People aged over 55 rushing to get vaccinated

People aged over 55 rushing to get vaccinated

People aged over 55 rushing to get vaccinated

People aged between 55 and 59 are flocking to hospitals to have their first dose of the vaccine against COVID-19, after the government this week widened the scope of the inoculation drive to cover this age group.

E-Nabız, a website, which shows if people are eligible for the vaccine and handles the jab appointments, was not accessible for some time in the face of large number of requests.

There are some 4.6 million citizens aged between 55 and 59 in Turkey.

People need to arrange an appointment to have their first and second doses of the coronavirus jab.

They formed long lines in front of hospitals, waiting for their turn, sometimes for hours, to get the jab.

Due to this strong demand for the vaccines, there were some chaotic scenes and delays at the vaccination sites.

There are several reasons for this rush and long lines which Turkey has not seen before since the inoculation drive was rolled out on Jan. 14.

Individuals in this age group are believed to be people that are more aware of the benefits of the vaccine compared to elderly people, who had been inoculated in the earlier stages of the jab drive.

Health Minister Fahrettin Koca earlier said that some 24 percent of people aged over 65 had not received their shots, skipping their vaccination appointments.

People aged over 55 mostly chose the Pfizer/BioNTech vaccine over the Chinese vaccine CoronoVac.

But Turkey for the time being has a limited amount of Pfizer/BioNTech vaccines and that particular injection is available at only selected hospitals due to storage issues.

With a combination of all those factors, Turkey’s hospitals experienced something they did not probably expect.

Şişli Hamidiye Etfal Training and Research Hospital in Istanbul was one of those facilities.

People came to the hospital in the wee hours of the day to have their shots.
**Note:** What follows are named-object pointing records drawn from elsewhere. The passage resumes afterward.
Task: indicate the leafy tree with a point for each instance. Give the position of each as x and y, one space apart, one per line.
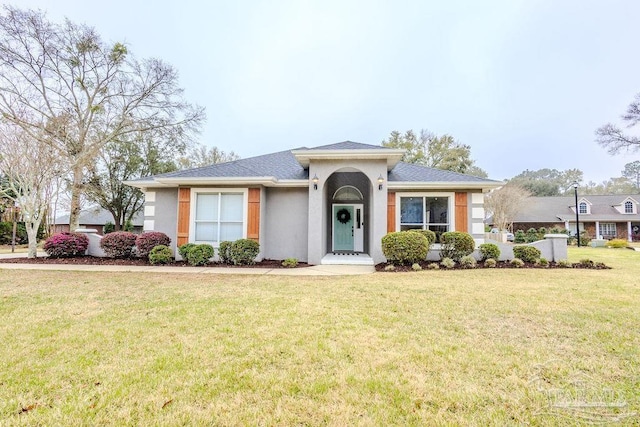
614 139
428 149
29 170
68 89
632 172
504 203
202 155
547 182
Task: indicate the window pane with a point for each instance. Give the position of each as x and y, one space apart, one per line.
411 210
437 210
231 207
207 207
206 231
230 231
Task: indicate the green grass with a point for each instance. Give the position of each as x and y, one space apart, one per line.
480 347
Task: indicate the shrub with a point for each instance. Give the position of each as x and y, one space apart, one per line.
404 247
200 254
490 263
244 251
489 250
564 263
66 245
616 243
224 252
542 262
118 244
161 254
447 263
289 262
430 235
468 262
183 250
526 253
517 263
149 240
108 227
456 245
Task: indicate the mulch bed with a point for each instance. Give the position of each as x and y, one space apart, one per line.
89 260
500 264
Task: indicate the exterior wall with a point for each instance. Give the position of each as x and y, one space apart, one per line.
284 223
319 203
165 213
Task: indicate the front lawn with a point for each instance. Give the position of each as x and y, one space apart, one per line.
483 347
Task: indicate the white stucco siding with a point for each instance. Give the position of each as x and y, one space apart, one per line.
285 222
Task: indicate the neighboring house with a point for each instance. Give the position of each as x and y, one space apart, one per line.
607 217
324 205
95 218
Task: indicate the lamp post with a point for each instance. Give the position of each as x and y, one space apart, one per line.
575 192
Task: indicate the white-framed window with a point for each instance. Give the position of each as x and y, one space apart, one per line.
218 215
425 211
607 230
583 208
628 206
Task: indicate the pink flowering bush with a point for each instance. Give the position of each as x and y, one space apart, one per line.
149 240
66 245
118 244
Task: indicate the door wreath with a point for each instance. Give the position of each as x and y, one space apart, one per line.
343 216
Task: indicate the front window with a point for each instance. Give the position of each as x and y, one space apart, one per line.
583 207
425 213
608 230
218 216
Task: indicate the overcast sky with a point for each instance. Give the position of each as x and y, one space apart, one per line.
524 83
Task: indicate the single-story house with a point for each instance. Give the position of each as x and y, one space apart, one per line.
602 216
324 205
95 217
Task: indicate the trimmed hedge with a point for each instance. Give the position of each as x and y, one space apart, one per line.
403 247
456 244
149 240
489 251
200 254
161 254
66 245
244 251
118 244
527 253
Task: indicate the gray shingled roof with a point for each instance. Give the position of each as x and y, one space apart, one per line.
97 215
554 209
284 166
409 172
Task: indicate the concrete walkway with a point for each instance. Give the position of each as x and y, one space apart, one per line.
316 270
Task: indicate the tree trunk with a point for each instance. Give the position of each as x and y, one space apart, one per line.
77 187
32 234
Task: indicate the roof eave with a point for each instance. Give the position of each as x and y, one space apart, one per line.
391 155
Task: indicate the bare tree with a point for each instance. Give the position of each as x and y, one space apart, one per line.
505 203
68 89
29 170
614 139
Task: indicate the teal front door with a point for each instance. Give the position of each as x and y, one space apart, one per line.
343 227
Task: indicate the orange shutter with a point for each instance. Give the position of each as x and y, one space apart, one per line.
184 209
462 217
253 217
391 212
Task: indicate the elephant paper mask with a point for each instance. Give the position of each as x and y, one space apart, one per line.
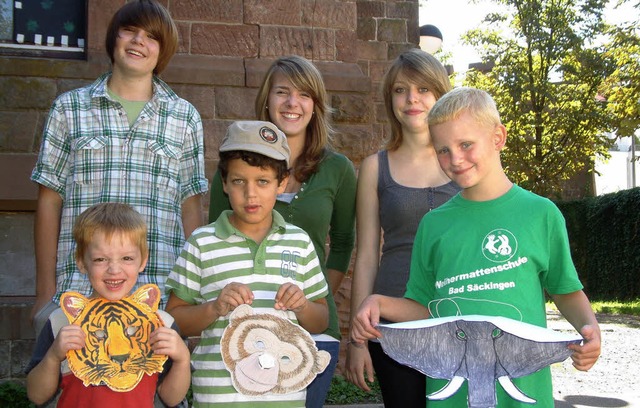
480 349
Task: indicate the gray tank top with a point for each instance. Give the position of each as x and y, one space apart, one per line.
401 209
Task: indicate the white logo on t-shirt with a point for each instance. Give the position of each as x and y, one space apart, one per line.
499 245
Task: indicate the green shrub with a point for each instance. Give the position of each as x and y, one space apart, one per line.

But in the face of the flood of people, the appointments were delayed, resulting in quarrels between the hospital staff and people. Things improved later after additional vaccines were delivered to the hospital.

“I have been waiting for this for a year. As soon as I figured I was eligible for the vaccine, I arranged an appointment. They stopped the vaccination because they ran out of the jabs. But the inoculation resumed after the vaccines arrived,” said the 56-year old Yurdagül Bezirgan, a local.

Turkey began the vaccination program initially with the Chinese vaccine and recently started to use the Pfizer/BioNTech jab.

To date, more than 20.5 million doses have been administered. Nearly 12.7 million people have received the first dose, while another 7.9 million have been given both doses.

Meanwhile, the government is weighing possible options to bring the outbreak under control.

The cabinet is expected to discuss whether the partial lockdown imposed for two weeks during the Islamic holy month of Ramadan should be extended at its meeting next week.

Among those options are closing crowded public places and shopping centers and a possible four-day lockdown during Eid al-Fitr.